Bipolar vs unipolar stepper drivers
This a bit of a long shot, but someone may know off hand.
Ive nearly finished a timelapse controller that has been designed around PICAXE (PIC CPU) and bipolar stepper motors using a standard L297/L298 chip set for driving. The L298 has 4 H bridge outputs for each side of 2 bipolar motor windings, works a treat. They are 6v driven from 12v but current limited per step..
I need to now drive 12v unipolar steppers, 4 windings with a common B+ to all 4 at the other end. Easy I thought, the step sequence is the same, just connect the same 4 outputs to the 4 coils, and common the other ends to 12v.
It works, but only slowly and no guts.
Typical unipolar driver outputs are single ended not H bridge, but I wouldve thought that wouldnt make a difference, the top H bridge tranny just shorts to + 12v instead of O/C (maybe thats the prob?).
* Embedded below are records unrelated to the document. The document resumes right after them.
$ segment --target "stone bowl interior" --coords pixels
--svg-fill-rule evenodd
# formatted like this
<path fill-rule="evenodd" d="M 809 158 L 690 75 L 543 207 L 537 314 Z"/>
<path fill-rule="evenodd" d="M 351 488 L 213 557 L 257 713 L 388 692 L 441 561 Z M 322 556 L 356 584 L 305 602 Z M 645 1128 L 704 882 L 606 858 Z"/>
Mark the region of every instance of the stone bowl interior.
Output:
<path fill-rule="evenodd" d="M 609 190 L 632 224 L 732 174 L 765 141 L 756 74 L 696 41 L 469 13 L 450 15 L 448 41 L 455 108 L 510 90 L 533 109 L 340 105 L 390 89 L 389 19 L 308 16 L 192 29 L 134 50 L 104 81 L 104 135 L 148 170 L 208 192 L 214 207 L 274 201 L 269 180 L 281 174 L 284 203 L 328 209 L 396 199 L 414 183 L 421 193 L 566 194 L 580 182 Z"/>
Is there some big difference driving unipolar over bipolar?, I cant see anything on the interweb that tells me anything on the diff.
Im not looking for advice on a total redesign, just a clue on the diff.
Im wondering if a 12v stepper windings driven from single ended 12v driver is way less powerfull than H bridge 6v motors current limited?, given H bridge effectively swings bipolar windings 24v.